EMMA HELBERGS TAGEBUCH Eine Gasmaske und eine Bibel bitte!

Welch' unglaubliche Vorstellung, freiwillig in den Krieg zu ziehen. Vaterlandsliebe in allen Ehren, aber hier riecht es teilweise einfach zu sehr nach purer Kampfeslust. Per E-Mail aus New York Emma Helberg.

Donnerstag, 28. September 2001, 06:51 (MESZ)

als mein chef heute aus seiner lunchbreak zurueckkam, trug er ein sperriges mitbringsel unter seinem arm. was er denn schoenes eingekauft haette, wollte einer der trader wissen. daraufhin grinste er leicht zynisch, leerte den inhalt seiner tuete auf dem schreibtisch aus und meinte: a bible and a gasmask. wir mussten uns alle ein lachen verkneifen, denn so komisch diese kombintion auch erschien, so viel ernst steckt doch dahinter. ich hoerte heute, dass in ganz manhattan die gasmasken vergriffen sind. die new yorker sorgen vor. und so tat also auch mein chef. die bibel allerdings hat einen anderen hintergrund, als dass er sie zum taeglichen schmoekern im buero benutzen wollte. er suchte lediglich einen passenden bibelvers fuer die trauermitteilungen.
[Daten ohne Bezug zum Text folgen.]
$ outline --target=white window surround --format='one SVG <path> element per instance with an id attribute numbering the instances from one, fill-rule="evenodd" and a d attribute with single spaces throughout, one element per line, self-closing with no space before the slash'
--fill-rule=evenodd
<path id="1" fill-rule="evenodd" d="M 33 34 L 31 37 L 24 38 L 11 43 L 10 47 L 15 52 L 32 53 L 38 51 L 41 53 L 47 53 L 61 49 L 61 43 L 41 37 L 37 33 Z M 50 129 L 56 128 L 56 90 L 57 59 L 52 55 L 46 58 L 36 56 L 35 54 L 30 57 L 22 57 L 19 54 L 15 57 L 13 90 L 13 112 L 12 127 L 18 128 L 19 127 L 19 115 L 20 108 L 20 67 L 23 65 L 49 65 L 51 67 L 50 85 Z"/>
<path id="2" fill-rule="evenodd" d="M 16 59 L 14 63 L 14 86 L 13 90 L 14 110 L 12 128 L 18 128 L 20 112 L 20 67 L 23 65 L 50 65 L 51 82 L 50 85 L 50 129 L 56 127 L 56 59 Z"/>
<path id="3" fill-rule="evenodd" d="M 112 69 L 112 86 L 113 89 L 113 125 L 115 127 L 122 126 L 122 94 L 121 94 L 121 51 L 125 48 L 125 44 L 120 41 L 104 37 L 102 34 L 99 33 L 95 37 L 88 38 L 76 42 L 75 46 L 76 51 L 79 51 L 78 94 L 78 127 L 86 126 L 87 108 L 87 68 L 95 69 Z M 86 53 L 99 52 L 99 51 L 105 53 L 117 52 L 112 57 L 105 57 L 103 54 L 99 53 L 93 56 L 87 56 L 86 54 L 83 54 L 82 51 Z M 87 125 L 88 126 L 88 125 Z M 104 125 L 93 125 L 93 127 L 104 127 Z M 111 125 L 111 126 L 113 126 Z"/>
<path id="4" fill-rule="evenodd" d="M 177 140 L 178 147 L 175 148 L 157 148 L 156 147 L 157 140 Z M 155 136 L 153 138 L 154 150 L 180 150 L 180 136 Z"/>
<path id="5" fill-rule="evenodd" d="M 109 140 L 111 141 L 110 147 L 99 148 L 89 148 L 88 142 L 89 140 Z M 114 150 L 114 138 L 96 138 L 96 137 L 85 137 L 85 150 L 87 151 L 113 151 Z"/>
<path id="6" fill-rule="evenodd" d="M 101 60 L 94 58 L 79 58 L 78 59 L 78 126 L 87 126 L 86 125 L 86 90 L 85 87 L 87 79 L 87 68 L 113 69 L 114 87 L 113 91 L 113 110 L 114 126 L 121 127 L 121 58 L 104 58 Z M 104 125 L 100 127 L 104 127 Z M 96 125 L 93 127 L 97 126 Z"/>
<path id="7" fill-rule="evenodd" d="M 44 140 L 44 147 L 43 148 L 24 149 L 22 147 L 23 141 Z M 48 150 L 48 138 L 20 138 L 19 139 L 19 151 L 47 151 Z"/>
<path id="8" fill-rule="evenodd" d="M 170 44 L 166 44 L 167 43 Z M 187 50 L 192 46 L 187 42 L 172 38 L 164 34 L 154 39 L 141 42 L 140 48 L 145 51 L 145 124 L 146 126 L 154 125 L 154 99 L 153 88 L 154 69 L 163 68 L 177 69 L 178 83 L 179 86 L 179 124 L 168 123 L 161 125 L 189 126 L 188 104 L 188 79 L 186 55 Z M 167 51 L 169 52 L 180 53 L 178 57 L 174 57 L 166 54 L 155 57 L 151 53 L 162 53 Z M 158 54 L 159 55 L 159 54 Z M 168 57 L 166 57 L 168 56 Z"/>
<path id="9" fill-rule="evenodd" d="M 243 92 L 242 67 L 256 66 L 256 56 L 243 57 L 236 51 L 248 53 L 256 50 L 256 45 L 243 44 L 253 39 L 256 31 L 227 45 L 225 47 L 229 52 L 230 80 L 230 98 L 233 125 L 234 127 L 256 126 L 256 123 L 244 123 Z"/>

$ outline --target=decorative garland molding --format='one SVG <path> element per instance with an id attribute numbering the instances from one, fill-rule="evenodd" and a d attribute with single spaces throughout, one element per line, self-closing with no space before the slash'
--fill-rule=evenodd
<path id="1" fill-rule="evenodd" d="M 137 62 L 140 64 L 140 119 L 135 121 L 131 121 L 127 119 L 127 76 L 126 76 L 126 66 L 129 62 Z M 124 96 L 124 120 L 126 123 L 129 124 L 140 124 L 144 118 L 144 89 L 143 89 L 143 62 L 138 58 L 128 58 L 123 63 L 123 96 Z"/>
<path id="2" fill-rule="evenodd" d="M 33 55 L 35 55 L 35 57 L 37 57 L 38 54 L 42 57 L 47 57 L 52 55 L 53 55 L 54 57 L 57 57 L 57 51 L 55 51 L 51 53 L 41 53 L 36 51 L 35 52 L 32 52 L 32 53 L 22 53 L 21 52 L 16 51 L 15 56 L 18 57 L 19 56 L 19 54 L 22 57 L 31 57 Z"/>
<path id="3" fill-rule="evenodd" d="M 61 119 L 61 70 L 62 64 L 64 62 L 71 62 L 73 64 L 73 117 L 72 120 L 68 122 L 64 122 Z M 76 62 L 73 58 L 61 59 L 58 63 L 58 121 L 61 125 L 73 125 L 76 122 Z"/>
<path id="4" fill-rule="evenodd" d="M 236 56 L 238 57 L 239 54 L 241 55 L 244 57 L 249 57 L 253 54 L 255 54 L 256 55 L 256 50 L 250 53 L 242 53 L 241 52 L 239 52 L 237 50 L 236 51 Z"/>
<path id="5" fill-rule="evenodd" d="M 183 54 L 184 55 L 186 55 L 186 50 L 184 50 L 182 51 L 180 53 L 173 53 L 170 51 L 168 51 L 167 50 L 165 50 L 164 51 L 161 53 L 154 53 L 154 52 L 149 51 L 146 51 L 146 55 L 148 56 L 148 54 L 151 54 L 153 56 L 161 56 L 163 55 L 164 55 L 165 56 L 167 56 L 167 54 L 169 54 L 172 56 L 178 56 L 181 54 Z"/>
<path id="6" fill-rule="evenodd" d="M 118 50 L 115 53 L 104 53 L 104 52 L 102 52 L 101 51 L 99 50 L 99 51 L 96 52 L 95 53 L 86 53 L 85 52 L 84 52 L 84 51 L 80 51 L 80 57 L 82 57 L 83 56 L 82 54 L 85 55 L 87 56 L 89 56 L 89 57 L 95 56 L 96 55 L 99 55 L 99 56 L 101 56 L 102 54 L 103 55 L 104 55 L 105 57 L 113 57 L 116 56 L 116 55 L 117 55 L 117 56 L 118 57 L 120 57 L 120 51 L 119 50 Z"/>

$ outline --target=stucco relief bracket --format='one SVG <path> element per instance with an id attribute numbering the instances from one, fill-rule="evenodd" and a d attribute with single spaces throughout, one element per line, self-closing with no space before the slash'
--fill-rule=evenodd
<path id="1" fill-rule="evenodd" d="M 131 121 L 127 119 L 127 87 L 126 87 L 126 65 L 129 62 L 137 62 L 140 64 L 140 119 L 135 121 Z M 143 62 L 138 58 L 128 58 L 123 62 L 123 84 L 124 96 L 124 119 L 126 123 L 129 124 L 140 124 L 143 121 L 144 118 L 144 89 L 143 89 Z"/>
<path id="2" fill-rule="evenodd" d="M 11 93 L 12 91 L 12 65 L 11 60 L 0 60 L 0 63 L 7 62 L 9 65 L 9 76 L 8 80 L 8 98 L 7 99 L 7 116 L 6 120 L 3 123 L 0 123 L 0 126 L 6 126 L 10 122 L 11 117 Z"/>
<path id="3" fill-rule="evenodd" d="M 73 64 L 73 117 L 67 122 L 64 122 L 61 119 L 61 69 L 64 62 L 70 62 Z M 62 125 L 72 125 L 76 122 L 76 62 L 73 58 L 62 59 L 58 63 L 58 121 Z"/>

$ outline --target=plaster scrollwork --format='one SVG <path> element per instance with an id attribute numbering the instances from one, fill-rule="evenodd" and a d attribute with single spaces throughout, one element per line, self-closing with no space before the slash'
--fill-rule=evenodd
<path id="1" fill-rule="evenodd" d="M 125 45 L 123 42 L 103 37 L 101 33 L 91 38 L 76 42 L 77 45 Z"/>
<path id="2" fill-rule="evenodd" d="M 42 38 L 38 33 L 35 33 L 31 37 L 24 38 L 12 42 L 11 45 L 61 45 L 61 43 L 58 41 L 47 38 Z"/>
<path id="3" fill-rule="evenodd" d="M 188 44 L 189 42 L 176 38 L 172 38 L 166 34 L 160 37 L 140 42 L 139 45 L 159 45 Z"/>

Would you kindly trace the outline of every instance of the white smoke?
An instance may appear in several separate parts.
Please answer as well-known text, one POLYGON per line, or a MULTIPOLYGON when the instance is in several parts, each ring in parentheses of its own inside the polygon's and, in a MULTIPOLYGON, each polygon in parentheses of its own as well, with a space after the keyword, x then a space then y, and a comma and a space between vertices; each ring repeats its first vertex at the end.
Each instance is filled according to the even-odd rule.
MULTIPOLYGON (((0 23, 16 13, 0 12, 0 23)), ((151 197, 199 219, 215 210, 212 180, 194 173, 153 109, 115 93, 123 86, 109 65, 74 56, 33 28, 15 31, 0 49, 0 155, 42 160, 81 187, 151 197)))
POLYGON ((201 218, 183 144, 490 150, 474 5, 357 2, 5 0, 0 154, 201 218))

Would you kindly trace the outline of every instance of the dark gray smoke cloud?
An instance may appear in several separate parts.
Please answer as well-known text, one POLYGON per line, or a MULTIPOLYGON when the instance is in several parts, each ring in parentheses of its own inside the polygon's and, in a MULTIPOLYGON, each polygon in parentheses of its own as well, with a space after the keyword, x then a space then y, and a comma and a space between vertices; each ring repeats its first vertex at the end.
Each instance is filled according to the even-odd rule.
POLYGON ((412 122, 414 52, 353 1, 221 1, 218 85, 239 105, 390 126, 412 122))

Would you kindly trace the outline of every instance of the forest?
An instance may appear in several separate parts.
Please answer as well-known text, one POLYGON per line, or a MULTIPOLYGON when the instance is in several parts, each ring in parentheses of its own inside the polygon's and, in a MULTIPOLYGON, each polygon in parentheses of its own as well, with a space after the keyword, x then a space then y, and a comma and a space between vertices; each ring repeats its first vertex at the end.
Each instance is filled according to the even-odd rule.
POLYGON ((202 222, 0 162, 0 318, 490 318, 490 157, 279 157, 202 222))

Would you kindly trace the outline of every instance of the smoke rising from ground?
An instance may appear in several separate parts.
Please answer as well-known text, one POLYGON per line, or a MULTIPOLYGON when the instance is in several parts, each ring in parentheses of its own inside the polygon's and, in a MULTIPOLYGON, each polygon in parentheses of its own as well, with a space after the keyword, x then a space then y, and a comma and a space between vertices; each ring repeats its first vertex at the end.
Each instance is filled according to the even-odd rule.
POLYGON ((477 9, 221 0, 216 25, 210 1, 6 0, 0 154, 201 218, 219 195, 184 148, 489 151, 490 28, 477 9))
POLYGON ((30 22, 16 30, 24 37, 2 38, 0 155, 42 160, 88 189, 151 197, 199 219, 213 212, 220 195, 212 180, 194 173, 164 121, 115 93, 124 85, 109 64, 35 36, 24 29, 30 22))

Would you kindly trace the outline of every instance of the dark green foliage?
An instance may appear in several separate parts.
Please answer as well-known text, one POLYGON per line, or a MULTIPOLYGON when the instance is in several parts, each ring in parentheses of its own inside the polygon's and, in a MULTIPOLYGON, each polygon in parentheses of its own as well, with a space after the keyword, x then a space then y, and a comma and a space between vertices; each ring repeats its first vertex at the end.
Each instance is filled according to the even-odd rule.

gasmaske und bibel. ein gelungenes sinnbild. die mischung beschreibt die verfassung der new yorker recht passend. einerseits die grosse angst, die unfaehigkeit, etwas zu tun, sich in irgendeiner weise vor moeglichen weiteren angriffen zu schuetzen. das symbolisiert die gasmaske. Was kann sie schon anrichten im falle einer weiteren gegebenenfalls chemischen attacke?! und dann die bibel: die hoffnung, die nicht verloren ist, und der glaube an das gute. die kirchen verzeichnen derzeit einen ungemeinen zulauf.

darueberhinaus haengt in unserem buero das 'wanted-poster' osama bin ladens, das einer der trader letzte woche aus der new yorker post ausgerissen hat. mit gummibaendern wird regelmaessig darauf geschossen. auch das spiegelt vieles der mentalitaet

der amerikaner wieder. ich habe noch nie eine derartige euphoritaet dem militaer gegenueber erlebt. die reservesoldaten sind wahrhaftig froh, wenn sie das los trifft, sie also eingerufen werden.

uebergluecklich feiern viele diese nachricht. andere sind wiederum enttaeuscht, dass sie sich nicht mehr aufstellen lassen koennen, da sie entweder zu alt sind, oder nicht den bestimmten voraussetzungen entsprechen. welch unglaubliche vorstellung, freiwillig in den krieg zu ziehen. vaterlandsliebe in allen ehren, aber hier riecht es teilweise einfach ein wenig sehr nach purer kampfeslust. die us-army ist eine weitere organisation, die momentan ungeahnten zulauf erlebt.